In the driving wheel structure according to the present invention, deformation of the bar wheel, which is a structure in which the outer ring is rotated on the outer surface of the roller supported by the fixed frame, is prevented and durability can be improved.

The present invention by the above configuration has the effect that it is possible to provide a drive wheel that can withstand high loads by adjusting the installation interval of the roller in accordance with the stress distribution acting on the wheel.

In addition, since the driving shaft is installed at a lower position than the axis of the driving wheel, power is transmitted, and there is an effect that it can be applied to a place where power cannot be transmitted through the center axis of the driving wheel.
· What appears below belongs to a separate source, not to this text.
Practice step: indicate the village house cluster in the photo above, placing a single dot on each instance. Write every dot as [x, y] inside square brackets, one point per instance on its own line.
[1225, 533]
In addition, in the driving wheel structure according to the present invention, as the load point acting on the wheel is formed on the lower side of the wheel center, the wheel can be automatically established to achieve a more stable structure and the rolling of the wheel may be prevented. Will also be.

Claims (4)

An inner ring portion in which a different number of rollers are coupled and fixedly installed over the electric pole according to the stress distribution; An outer ring ring coupled to the track part of the roller formed on the inner ring part and rotating; A power transmission unit coupled to the same center shaft as the inner ring part and connected to the outer ring ring to rotate the outer ring ring; Spaced apart in parallel with the center shaft of the power transmission unit and installed downward; a driving shaft coupled to the power transmission unit to generate a rotational force; the outer ring is rotated and is loaded below the center of the wheel. Drive wheel structure characterized in that the wheel is automatically established by forming a point. The method of claim 1, wherein the inner ring portion, A frame having a plurality of coupling holes and a center hole through which support bearings are inserted in the center portion of the disc, and a shaft hole through which the shaft of the driving shaft passes; And a roller coupled to each coupling hole of the frame by a fastening pin and a bushing to become a raceway portion of the outer ring. The method of claim 1 or 2, wherein the power transmission unit, A bearing bearing forcibly inserted into the center hole of the frame; A rotating plate on a circular plate protruding from the rotational shaft inserted into the support bearing at one central portion thereof; A driven gear fixedly coupled to the rotating shaft of the rotating plate and coupled to the driving gear of the driving shaft to rotate; And a connection member coupled to a plurality of fixing holes formed at equal intervals on the edge of the rotating plate to constrain the outer ring ring. According to claim 3, The outer ring is, A drive wheel structure, characterized in that the rubber tire is formed in a non-contact portion with the roller.